Theodore descended the stairs and stepped into the chill of the city dungeon. It was a vast complex of iron hidden beneath the capital’s cobblestone streets. The entrance was bare, occupied by a few metal stools. This was the colder face of the government he served.
“Hello?” Theodore said, approaching the office window.
The silhouette of a clerk moved, obscured behind a pane of barred and tinted glass. Theodore waved to try and get their attention.
“Knight Detective Whitechain sent for me,” he said.
There was some indiscernible muffled speaking. He or she seemed irritated.
“What?” Theodore said.
There was harsher muffled speaking. Theodore craned his ear to hear but it was no good.
“It’s about an interrogation,” Theodore said.
“Name of the inmate is Oboe. Last name…” Did Oboe have a last name? He knew gnomes did. Why hadn’t he ever thought to ask? “Unknown.”
The clerk walked away. Theodore waited, and waited, and began to suspect he had been abandoned. He squinted into the tinted glass and was startled by a loud, buzzing click. A vault door groaned open to reveal Conrad Whitechain.
“Ah! Theodore. There you are.” He grabbed his hand to shake. “Thank you for agreeing to assist. Everything is in order. The suspect is ready to be questioned.”

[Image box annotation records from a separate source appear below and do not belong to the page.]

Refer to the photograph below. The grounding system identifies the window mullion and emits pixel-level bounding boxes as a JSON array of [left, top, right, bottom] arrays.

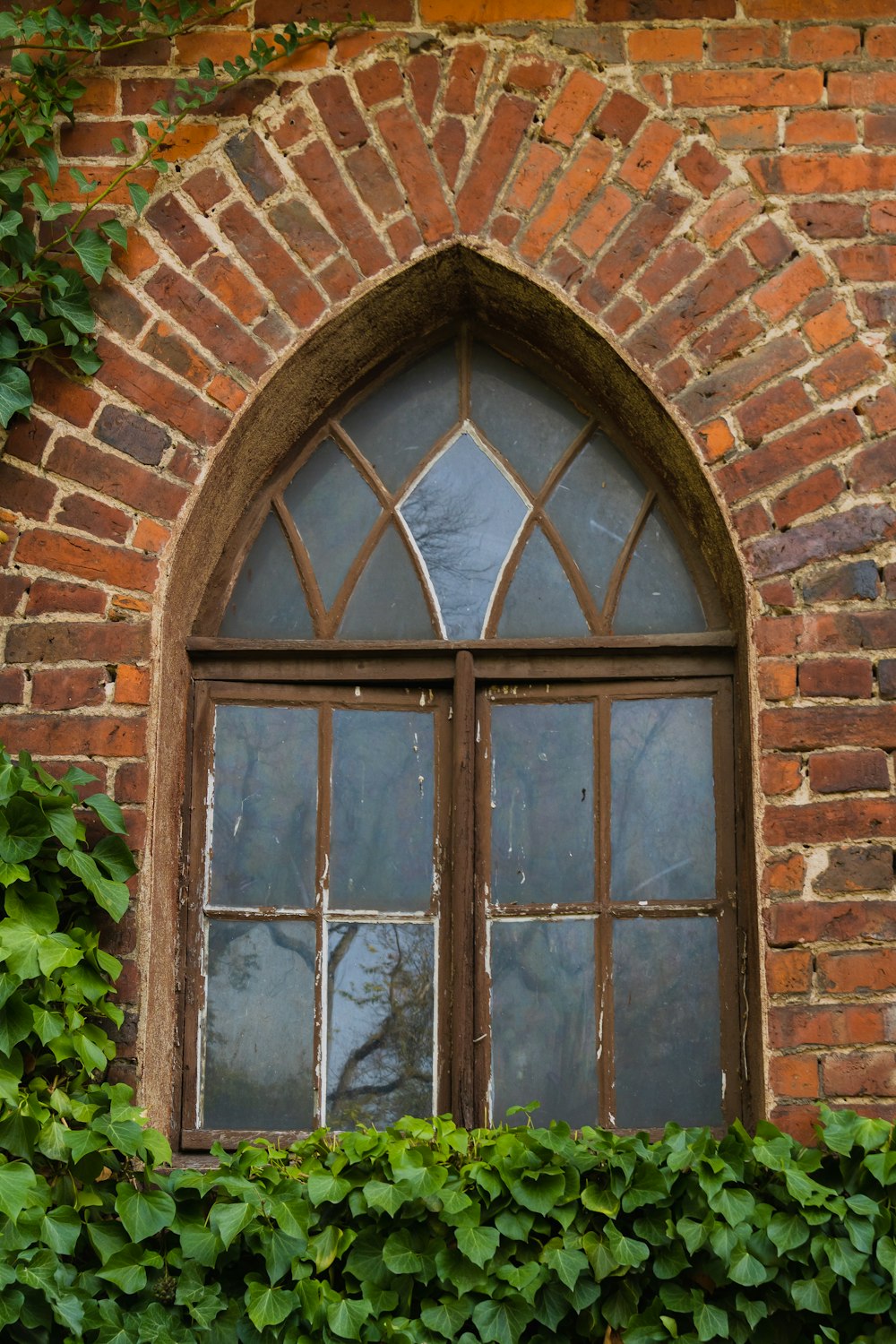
[[450, 650, 476, 1125]]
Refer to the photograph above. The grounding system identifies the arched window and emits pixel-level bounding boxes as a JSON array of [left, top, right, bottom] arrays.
[[181, 330, 742, 1148]]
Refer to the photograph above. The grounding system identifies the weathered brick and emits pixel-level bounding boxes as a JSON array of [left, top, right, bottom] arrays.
[[809, 752, 890, 793]]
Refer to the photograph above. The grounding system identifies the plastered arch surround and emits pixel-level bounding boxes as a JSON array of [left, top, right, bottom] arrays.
[[138, 244, 762, 1129]]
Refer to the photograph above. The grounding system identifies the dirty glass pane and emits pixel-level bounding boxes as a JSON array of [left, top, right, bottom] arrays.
[[339, 527, 435, 640], [329, 710, 435, 910], [219, 513, 314, 640], [497, 529, 589, 639], [342, 343, 460, 491], [490, 704, 594, 905], [283, 438, 380, 607], [613, 507, 707, 634], [202, 919, 315, 1132], [492, 919, 598, 1129], [548, 435, 645, 607], [613, 919, 721, 1129], [610, 696, 716, 900], [208, 704, 317, 909], [470, 346, 586, 491], [401, 435, 527, 640], [326, 924, 435, 1129]]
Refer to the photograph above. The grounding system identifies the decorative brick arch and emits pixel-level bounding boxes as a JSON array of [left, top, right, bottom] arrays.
[[3, 30, 896, 1133]]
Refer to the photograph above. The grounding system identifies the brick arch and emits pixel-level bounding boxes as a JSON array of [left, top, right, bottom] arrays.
[[3, 32, 896, 1132]]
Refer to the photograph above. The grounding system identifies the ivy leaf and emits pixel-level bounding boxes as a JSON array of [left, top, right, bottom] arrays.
[[246, 1284, 297, 1339], [457, 1228, 501, 1269], [127, 182, 149, 215], [116, 1182, 176, 1242]]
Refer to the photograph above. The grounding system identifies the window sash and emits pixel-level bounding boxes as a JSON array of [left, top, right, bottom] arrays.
[[181, 650, 740, 1150]]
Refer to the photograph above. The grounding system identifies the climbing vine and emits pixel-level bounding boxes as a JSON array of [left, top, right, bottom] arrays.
[[0, 0, 371, 427]]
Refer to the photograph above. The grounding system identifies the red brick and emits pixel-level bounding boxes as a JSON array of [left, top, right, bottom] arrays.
[[707, 112, 778, 150], [771, 467, 844, 529], [220, 202, 329, 327], [618, 121, 681, 195], [5, 714, 146, 757], [718, 411, 863, 500], [570, 185, 632, 257], [597, 93, 648, 145], [788, 24, 861, 66], [672, 69, 825, 108], [375, 105, 454, 245], [821, 1050, 896, 1097], [457, 94, 535, 233], [769, 1048, 821, 1098], [759, 755, 802, 798], [30, 667, 106, 710], [355, 61, 404, 108], [785, 109, 858, 147], [629, 29, 702, 67], [444, 42, 485, 116], [769, 1004, 887, 1048], [737, 378, 813, 445], [758, 659, 797, 701], [799, 659, 872, 701], [310, 75, 369, 150], [694, 187, 759, 252], [678, 144, 731, 198], [637, 238, 702, 304], [16, 529, 157, 593], [543, 70, 607, 145], [519, 139, 613, 263], [710, 24, 780, 65]]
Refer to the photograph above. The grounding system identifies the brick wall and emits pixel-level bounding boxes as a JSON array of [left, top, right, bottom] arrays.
[[0, 0, 896, 1134]]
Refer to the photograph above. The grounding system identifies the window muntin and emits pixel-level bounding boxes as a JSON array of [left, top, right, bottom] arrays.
[[183, 331, 739, 1147]]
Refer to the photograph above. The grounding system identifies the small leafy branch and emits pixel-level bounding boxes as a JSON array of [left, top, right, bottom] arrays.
[[0, 0, 371, 427]]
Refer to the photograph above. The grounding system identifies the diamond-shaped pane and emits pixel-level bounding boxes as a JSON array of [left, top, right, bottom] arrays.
[[401, 433, 527, 640]]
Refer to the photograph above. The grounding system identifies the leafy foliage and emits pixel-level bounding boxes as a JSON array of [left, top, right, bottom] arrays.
[[0, 753, 896, 1344], [0, 0, 369, 427]]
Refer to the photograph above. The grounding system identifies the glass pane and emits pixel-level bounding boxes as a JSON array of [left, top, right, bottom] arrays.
[[401, 435, 527, 640], [342, 343, 460, 491], [329, 710, 435, 910], [220, 513, 314, 640], [470, 346, 586, 491], [492, 704, 594, 905], [326, 924, 435, 1129], [613, 919, 721, 1129], [610, 698, 716, 900], [339, 527, 434, 640], [548, 435, 645, 607], [208, 704, 317, 909], [613, 508, 707, 634], [202, 919, 315, 1132], [283, 438, 380, 607], [490, 919, 598, 1129], [498, 529, 589, 639]]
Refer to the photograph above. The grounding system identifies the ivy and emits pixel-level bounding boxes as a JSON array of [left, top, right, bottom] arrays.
[[0, 750, 896, 1344], [0, 0, 371, 427]]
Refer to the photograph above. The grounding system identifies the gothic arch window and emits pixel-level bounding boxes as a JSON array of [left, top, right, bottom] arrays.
[[181, 328, 742, 1148]]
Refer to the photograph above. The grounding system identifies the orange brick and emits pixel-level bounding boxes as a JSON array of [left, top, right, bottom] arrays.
[[116, 663, 149, 704], [618, 121, 681, 193], [785, 109, 858, 145], [629, 29, 702, 66], [804, 303, 856, 352], [700, 419, 735, 462], [544, 70, 606, 145], [766, 948, 812, 995]]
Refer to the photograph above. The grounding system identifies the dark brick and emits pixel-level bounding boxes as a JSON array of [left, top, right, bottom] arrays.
[[94, 406, 170, 467]]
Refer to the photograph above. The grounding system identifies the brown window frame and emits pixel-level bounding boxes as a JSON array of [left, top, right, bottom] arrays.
[[175, 328, 750, 1150]]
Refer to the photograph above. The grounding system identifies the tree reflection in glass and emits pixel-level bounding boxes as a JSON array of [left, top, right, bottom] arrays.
[[326, 924, 435, 1129]]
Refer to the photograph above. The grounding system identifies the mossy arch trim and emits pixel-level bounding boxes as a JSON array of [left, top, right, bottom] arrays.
[[138, 244, 766, 1131]]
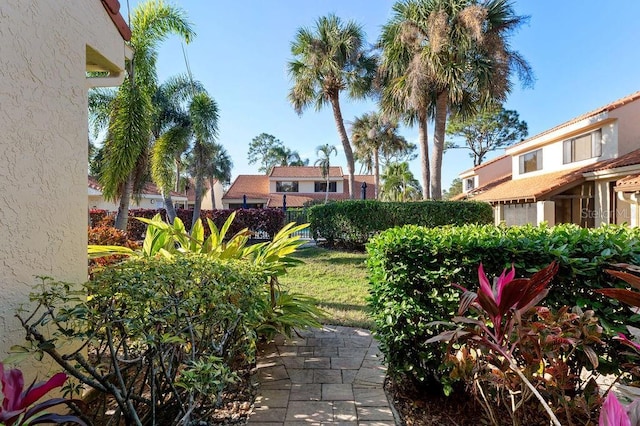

Theodore followed, the iron door thundering shut behind them. Somewhere deep in the complex a person was screaming and yelling at the top of their lungs. The voice echoed down the cramped corridors of the prison.
Conrad smirked at Theodore’s unease. “The inmates are rowdy in the morning.”
They passed rows of unoccupied cells. “I don’t think I’ll ever get used to this place,” Theodore said. “It’s so… alienating.”
“Justice demands a price,” Conrad said. “We cannot coddle criminals. An enemy of order is a threat to society and they will be treated as such.”
Theodore might’ve agreed a few days ago. He wondered if he was destined to occupy one of these cells. “Have you learned anything?” He hoped he did not sound as anxious as he felt.
“Very little,” Conrad said. “She freely admits to the crime but refuses to tell us how to find the prince.”
“Have you had to use… force?” Theodore said.
“Torture is forbidden by the treaties, and I find it shameful, but I suspect the king will lift the ban if things turn desperate enough.”
Theodore worried. “We don’t need it. She seemed sweet tempered.”
“Don’t be fooled by an innocent façade,” Conrad said. “Keep in mind what she did. You cannot know anyone’s true character until they have been tested by danger and temptation. That’s something your father taught me.”
This again. Theodore ground his teeth. “I believe you learned more from him than I ever did.”
Conrad chuckled. “Well, maybe I just had the ears to listen.” He looked up at the overhead lights and his eyes filled with memory. “I failed Advanced Knight Training my first time through. Came close to quitting. I was weaker than the other cadets. That was a fact.” He gave Theodore a vulnerable look. “Sir Grayweather encouraged me to keep trying. Said he had a son like me. Saw the same potential in both of us. Now I see that for myself.”
Theodore let out a snort. “My father was a stubborn fool. I’m not cut out for this sort of work. It was a mistake for them to make me Ranger Deputy.”
“Yet here we are.” Conrad opened his arms. “Every report I’ve heard says you’ve done better in the job than any deputy in decades. I see him in you. This suits you, whether you want to admit it or not.”
Theodore held his tongue. He loathed to be compared to his father, but there was no point in arguing. The detective could believe whatever he wanted so long as it helped him save Oboe. If Theodore couldn’t escape his father’s shadow, he might as well use it to his advantage.
“I suppose you’re right,” Theodore said.
Conrad grinned. “Of course I am.” He said as he unlocked the way forward.